Initially he finished his high school work under Dr. Linneborn, rector of the seminary, and in 1899 he started his college work under Linneborn's successor Fr. John W. Cavanaugh. In 1903 Walsh graduated from Notre Dame, and then spent one year in the novitiate under Father William Connor, followed by Matt Walsh went to attend Holy Cross College, at Washington. He also attended classes at the newly founded Catholic University, where he was the first student to enroll in American history classes. In 1907 he graduated with a doctorate with the thesis The Political Status of Catholics in Colonial Maryland. In the summer of 1907 he attended Columbia University and in September he enrolled at Johns Hopkins University where he studied economics. Walsh was ordained priest at the Apostolic Mission House in Washington, DC, on December 21, 1907, and then took the train for Chicago, where he celebrated his first Mass in St. Columbkille's Church on Christmas Day.

He served as military chaplain in World War I in 1918–19. He was professor of history at Notre Dame from 1908 to 1922 and then from 1935 to 1951. Dr. James Monaghan, a very popular and beloved professor of history and economics at Notre Dame, was inducted in the consular service of the United States in late 1907, and Notre Dame hired Walsh to replace him. Walsh was prefect in Corby Hall and later in Sorin Hall. In 1911, Fr. John J. Cavanaugh made him his vice-president.
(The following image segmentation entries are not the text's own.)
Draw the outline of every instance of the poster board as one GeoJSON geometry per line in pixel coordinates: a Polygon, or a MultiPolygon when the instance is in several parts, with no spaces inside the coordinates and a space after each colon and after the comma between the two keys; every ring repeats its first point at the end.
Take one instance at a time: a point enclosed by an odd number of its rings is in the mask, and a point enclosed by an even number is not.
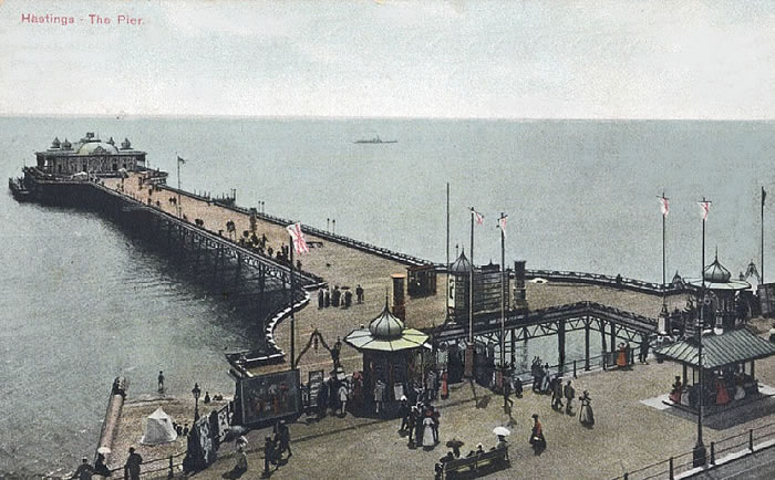
{"type": "Polygon", "coordinates": [[[257,425],[301,411],[299,371],[278,372],[239,382],[244,425],[257,425]]]}
{"type": "Polygon", "coordinates": [[[308,374],[309,382],[307,384],[307,388],[309,392],[309,397],[307,405],[310,407],[318,406],[318,394],[320,393],[320,388],[323,386],[323,371],[314,371],[308,374]]]}

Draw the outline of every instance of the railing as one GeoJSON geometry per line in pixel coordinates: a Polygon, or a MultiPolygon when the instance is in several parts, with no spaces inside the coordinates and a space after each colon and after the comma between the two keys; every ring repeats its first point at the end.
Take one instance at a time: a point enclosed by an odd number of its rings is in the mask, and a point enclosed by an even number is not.
{"type": "MultiPolygon", "coordinates": [[[[714,467],[722,455],[731,453],[753,453],[756,451],[756,442],[762,444],[775,438],[775,422],[751,428],[746,431],[711,441],[706,446],[706,467],[714,467]]],[[[674,479],[683,473],[693,470],[694,457],[692,451],[670,457],[655,463],[641,467],[637,470],[624,472],[613,480],[647,480],[647,479],[674,479]]]]}

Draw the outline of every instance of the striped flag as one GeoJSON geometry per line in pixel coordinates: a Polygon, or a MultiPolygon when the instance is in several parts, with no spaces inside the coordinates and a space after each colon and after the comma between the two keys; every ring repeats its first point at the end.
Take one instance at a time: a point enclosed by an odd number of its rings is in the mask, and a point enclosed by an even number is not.
{"type": "Polygon", "coordinates": [[[703,200],[703,201],[698,201],[700,204],[700,208],[702,209],[702,220],[705,221],[707,219],[707,212],[711,211],[711,202],[703,200]]]}
{"type": "Polygon", "coordinates": [[[508,216],[504,215],[498,219],[498,228],[500,231],[504,233],[504,238],[506,238],[506,220],[508,220],[508,216]]]}
{"type": "Polygon", "coordinates": [[[471,211],[474,213],[474,217],[476,218],[476,223],[477,225],[484,225],[484,215],[479,213],[478,211],[474,210],[474,207],[471,207],[471,211]]]}
{"type": "Polygon", "coordinates": [[[662,211],[662,217],[666,217],[670,212],[670,200],[664,195],[658,198],[660,204],[660,211],[662,211]]]}
{"type": "Polygon", "coordinates": [[[307,246],[307,240],[304,240],[304,234],[301,232],[301,223],[293,223],[289,225],[286,227],[286,230],[288,230],[288,233],[291,236],[291,240],[293,241],[293,250],[297,253],[307,253],[310,251],[309,247],[307,246]]]}

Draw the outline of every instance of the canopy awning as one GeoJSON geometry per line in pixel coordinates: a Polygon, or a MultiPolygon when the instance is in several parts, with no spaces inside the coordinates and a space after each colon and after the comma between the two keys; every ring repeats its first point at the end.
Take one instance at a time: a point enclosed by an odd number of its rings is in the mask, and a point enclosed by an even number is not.
{"type": "Polygon", "coordinates": [[[427,335],[414,328],[404,328],[397,338],[376,338],[368,327],[353,330],[344,337],[344,342],[355,349],[381,352],[420,348],[424,346],[425,341],[427,341],[427,335]]]}
{"type": "MultiPolygon", "coordinates": [[[[699,364],[698,344],[694,340],[684,340],[655,348],[654,354],[693,367],[699,364]]],[[[747,328],[702,337],[702,366],[706,369],[766,358],[771,355],[775,355],[775,344],[747,328]]]]}

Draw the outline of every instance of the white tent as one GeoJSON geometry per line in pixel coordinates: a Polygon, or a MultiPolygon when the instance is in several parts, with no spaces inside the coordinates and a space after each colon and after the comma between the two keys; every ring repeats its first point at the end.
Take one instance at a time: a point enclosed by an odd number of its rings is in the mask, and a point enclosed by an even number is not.
{"type": "Polygon", "coordinates": [[[177,432],[173,428],[173,419],[162,407],[145,419],[145,435],[140,439],[143,445],[159,445],[175,441],[177,432]]]}

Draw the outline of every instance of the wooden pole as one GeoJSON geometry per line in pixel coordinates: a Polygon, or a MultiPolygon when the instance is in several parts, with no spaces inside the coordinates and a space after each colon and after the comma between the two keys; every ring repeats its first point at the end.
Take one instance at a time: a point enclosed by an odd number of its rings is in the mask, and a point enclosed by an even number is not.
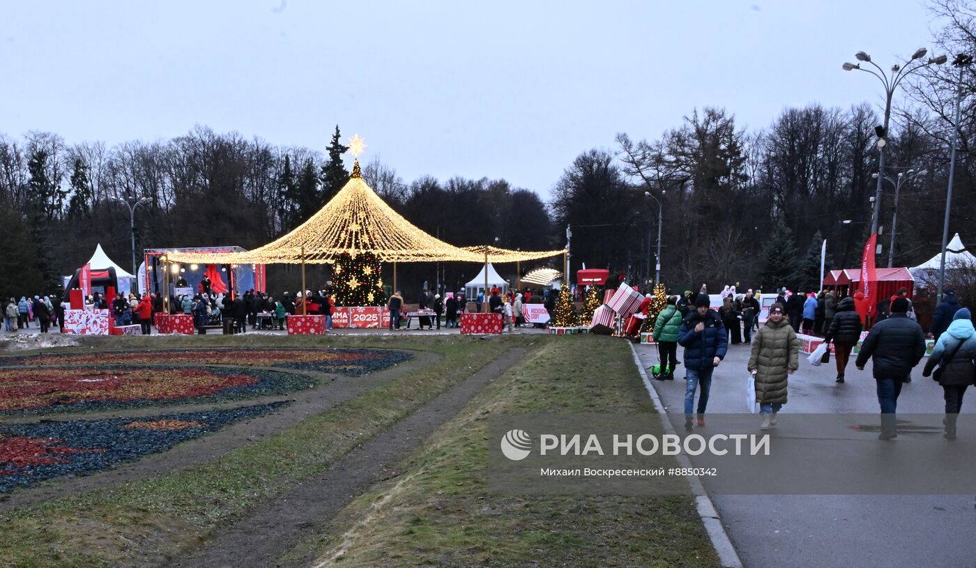
{"type": "Polygon", "coordinates": [[[481,303],[481,311],[488,313],[488,247],[485,247],[485,301],[481,303]]]}
{"type": "Polygon", "coordinates": [[[170,312],[170,256],[163,255],[163,311],[170,312]]]}
{"type": "Polygon", "coordinates": [[[308,314],[308,290],[305,285],[305,247],[302,247],[302,294],[304,295],[304,300],[302,301],[302,315],[308,314]]]}

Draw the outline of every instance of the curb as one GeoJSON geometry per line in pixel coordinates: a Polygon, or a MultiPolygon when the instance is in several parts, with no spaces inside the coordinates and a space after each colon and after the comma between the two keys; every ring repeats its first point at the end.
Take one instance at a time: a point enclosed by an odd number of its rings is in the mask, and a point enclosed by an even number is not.
{"type": "MultiPolygon", "coordinates": [[[[661,398],[658,396],[657,391],[654,390],[651,381],[647,378],[647,372],[644,371],[644,365],[640,362],[640,357],[637,356],[637,350],[634,348],[633,344],[630,344],[630,353],[633,355],[633,363],[637,366],[637,372],[640,373],[640,378],[644,382],[644,387],[647,388],[647,392],[651,396],[651,401],[654,402],[654,409],[658,411],[658,415],[661,418],[661,426],[664,426],[666,433],[676,434],[677,432],[671,426],[671,421],[668,420],[664,404],[661,403],[661,398]]],[[[687,456],[678,454],[675,457],[680,467],[691,467],[691,462],[687,456]]],[[[739,559],[739,553],[735,551],[735,547],[732,546],[732,541],[729,540],[728,533],[725,532],[725,527],[722,526],[722,519],[718,516],[718,511],[715,509],[714,504],[712,503],[709,494],[705,491],[705,487],[702,486],[701,480],[698,477],[691,477],[688,483],[691,485],[692,493],[695,494],[698,516],[702,518],[702,524],[705,525],[705,531],[709,534],[709,539],[712,541],[712,546],[715,548],[715,553],[718,554],[718,561],[722,568],[742,568],[742,560],[739,559]]]]}

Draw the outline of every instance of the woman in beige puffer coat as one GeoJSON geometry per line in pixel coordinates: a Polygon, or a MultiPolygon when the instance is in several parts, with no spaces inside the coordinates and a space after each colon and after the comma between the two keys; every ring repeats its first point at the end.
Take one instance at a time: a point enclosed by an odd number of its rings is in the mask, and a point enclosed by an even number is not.
{"type": "Polygon", "coordinates": [[[755,374],[762,428],[776,424],[776,414],[787,403],[787,377],[799,366],[799,340],[784,311],[781,304],[770,306],[769,320],[752,338],[749,358],[749,371],[755,374]]]}

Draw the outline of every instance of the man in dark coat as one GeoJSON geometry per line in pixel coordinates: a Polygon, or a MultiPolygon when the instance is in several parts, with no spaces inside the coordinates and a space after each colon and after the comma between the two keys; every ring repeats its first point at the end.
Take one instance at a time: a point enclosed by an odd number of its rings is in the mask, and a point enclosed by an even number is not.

==President of the University of Notre Dame==
The Provincial Chapter elected Walsh to the presidency of Notre Dame in the summer of 1922. As president, he addressed the material needs of the university, particularly the debt and the lack of sufficient space for new students. When he assumed the presidency, more than 1,100 students lived off campus, only 135 students were paying for room and board, and the university had a $10,000 debt. With fund-raising money, Walsh at once concentrated his efforts on the construction of a dormitory system. He built Freshman Hall in 1922 and Sophomore Hall in 1923. During 1924 and 1925 he began construction of Morrissey, Howard and Lyons. By 1925 enrollment had increased to 2,500 students, of which 1,471 lived on campus. Faculty members increased from 90 to 175 during Walsh's presidency. He also completed South Dining Hall by 1927. On the academic side, credit hours were reduced to encourage in-depth study and Latin and Greek were no longer required for a degree. Walsh also expanded the College of Commerce, which had been organized in 1920. In 1928 three years of college were made a prerequisite for the study of law. He also enlarged the stadium, and built the memorial and entrance transept of the Basilica of the Sacred Heart.